Interpretive Summary: High-quality genome assemblies for pest insects are important for investigating how different genomic regions contribute to difficulties controlling damage they cause to crops and livestock. Use of some sequencing methods that generate long stretches of DNA are prone to error. These errors require correction prior to use in downstream genome assembly applications. A dataset of corrected long reads generated using a new software application were deposited in the National Agricultural Library, Ag Data Commons. This dataset and associated methods provide guidance to government, university and industry stakeholders who are interested in generating genome assemblies.

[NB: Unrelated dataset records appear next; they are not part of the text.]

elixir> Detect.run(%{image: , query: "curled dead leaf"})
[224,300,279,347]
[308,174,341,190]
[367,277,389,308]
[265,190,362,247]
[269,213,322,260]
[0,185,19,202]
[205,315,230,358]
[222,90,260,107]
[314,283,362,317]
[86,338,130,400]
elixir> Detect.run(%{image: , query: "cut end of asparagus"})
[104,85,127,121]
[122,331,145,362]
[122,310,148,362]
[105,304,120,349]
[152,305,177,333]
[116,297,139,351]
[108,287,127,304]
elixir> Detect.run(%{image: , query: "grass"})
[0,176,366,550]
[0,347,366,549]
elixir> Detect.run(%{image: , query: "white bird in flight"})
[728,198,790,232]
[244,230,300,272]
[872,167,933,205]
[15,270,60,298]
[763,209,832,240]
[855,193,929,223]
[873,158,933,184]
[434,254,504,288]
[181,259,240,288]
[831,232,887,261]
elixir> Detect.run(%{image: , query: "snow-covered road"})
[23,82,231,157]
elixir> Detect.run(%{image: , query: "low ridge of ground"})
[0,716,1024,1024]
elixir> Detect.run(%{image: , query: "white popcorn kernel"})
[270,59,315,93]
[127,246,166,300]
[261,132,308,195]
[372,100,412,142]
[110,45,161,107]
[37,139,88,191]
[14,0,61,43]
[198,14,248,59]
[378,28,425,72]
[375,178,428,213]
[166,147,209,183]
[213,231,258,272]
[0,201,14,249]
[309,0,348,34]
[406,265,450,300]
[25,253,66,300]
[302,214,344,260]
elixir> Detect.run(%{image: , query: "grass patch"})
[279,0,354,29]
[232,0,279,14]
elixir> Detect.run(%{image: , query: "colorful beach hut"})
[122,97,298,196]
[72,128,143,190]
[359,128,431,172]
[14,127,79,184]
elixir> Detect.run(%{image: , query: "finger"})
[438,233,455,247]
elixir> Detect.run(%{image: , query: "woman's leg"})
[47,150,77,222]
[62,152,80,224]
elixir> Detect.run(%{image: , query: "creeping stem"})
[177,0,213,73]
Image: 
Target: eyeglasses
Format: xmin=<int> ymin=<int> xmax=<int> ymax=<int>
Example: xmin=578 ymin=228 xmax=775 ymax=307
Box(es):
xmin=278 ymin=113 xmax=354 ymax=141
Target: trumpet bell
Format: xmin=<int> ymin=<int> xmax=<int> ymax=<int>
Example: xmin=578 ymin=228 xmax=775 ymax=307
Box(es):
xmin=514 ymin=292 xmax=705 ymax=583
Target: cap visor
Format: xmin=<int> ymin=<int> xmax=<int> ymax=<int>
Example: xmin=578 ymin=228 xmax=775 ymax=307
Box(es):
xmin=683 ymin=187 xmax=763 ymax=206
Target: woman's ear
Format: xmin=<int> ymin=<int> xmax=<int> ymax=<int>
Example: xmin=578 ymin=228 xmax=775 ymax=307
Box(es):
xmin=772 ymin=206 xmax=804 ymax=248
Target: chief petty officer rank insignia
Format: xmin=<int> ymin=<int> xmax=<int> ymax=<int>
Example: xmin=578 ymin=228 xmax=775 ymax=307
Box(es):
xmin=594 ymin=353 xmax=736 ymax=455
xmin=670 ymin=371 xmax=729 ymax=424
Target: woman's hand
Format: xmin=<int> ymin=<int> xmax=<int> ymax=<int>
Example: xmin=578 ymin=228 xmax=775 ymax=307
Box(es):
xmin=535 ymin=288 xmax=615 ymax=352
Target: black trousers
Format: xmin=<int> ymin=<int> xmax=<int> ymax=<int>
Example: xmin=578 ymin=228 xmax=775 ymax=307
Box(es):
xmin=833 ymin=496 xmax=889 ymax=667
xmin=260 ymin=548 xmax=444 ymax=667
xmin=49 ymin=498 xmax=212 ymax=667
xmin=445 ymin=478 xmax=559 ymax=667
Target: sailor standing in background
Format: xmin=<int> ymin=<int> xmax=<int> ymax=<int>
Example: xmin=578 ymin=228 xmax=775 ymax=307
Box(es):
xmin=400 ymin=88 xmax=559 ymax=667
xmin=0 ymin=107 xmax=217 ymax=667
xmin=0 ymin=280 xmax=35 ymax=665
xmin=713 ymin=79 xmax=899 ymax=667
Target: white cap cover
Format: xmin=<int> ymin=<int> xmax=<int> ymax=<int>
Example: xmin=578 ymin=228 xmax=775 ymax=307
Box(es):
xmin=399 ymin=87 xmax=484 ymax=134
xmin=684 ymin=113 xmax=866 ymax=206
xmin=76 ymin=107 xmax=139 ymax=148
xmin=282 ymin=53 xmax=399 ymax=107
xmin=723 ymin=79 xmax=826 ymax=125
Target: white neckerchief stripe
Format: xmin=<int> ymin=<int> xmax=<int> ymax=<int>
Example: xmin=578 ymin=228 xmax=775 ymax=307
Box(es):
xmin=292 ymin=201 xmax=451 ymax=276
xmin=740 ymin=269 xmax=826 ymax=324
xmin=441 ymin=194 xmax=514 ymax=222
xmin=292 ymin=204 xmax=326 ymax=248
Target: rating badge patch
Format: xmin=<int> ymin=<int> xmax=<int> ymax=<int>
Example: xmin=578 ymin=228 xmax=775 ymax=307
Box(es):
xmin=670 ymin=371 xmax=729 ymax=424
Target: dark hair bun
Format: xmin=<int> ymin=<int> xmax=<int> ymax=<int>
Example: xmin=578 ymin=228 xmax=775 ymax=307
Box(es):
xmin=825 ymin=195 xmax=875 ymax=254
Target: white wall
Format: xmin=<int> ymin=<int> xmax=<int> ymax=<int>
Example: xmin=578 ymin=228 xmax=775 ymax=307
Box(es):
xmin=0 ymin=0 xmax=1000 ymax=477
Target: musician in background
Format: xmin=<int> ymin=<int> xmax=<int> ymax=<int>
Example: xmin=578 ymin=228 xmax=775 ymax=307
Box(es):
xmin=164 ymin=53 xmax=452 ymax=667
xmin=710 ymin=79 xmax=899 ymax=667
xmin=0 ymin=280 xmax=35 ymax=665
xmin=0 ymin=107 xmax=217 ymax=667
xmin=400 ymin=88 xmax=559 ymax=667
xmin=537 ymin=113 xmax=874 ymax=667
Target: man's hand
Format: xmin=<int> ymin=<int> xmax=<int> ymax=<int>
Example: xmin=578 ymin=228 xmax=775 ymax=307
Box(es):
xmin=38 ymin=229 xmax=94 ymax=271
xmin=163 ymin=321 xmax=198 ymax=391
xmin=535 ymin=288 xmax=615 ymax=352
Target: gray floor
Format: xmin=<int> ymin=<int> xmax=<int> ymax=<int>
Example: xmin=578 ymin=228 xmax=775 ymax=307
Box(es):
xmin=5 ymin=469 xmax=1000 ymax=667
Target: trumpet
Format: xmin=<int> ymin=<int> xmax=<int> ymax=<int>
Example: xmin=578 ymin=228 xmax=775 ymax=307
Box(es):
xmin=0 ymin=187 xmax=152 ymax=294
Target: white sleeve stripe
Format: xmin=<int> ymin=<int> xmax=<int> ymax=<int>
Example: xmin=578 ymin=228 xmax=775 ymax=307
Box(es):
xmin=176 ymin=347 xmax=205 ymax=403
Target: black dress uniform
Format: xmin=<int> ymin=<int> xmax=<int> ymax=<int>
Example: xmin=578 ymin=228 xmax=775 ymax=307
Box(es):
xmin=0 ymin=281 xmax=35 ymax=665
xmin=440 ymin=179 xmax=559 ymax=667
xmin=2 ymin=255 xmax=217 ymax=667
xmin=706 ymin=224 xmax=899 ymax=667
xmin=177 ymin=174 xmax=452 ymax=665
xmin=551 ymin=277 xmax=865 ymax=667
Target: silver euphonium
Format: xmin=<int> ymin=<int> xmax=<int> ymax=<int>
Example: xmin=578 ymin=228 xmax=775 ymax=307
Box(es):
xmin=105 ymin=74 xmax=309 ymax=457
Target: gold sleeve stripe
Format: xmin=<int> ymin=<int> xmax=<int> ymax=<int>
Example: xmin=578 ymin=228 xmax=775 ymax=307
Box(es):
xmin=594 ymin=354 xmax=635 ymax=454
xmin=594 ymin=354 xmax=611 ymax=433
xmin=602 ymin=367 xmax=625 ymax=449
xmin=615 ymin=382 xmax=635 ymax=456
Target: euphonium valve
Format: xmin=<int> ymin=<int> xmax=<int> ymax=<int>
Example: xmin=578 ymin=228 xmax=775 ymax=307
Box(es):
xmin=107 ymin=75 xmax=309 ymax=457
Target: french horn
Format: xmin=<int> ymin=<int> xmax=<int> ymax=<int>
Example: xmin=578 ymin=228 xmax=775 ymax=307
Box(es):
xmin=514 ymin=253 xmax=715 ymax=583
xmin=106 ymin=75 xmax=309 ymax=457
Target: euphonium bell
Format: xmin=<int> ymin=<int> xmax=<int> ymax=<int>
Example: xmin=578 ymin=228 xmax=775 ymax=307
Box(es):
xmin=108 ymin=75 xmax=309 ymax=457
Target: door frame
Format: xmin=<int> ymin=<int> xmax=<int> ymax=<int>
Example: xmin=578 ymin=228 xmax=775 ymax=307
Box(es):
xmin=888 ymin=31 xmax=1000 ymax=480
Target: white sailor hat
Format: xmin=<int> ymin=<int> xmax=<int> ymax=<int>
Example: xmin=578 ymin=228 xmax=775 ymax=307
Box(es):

Technical Abstract: We developed a publicly available, flexible and reproducible workflow to produce the best possible de novo, chromosome-scale genome assembly from error prone continuous long reads (CLR) reads. The wokflow, called polishCLR, that is containerized so it can be run on any conventional high performance computing system. This dataset provides example input data, primary contig assemblies, to test and reproduce the demonstrated utility of our workflow. The polishCLR workflow can be easily initiated from three input cases: Case 1, an unresolved primary assembly with associated contigs, the output of FALCON 2-asm: p_ctg.fasta and a_ctg.fasta; Case 2, a haplotype-resolved but unpolished set, the output of FALCON-Unzip 3-unzip: all_p_ctg.fasta and all_h_ctg.fasta; and Case 3, a haplotype-resolved, CLR long-read, Arrow-polished set of primary and alternate contigs, the output of FALCON-Unzip 4-polish: cns_p_ctg.fasta and cns_h_ctg.fasta. These example data are the input contigs assemblies for the pest Helicoverpa zea. These contigs are built from 49.89 Gb of raw Pacific Biosciences (PacBio) CLR data generated from a single H. zea HzStark_Cry1AcR strain male.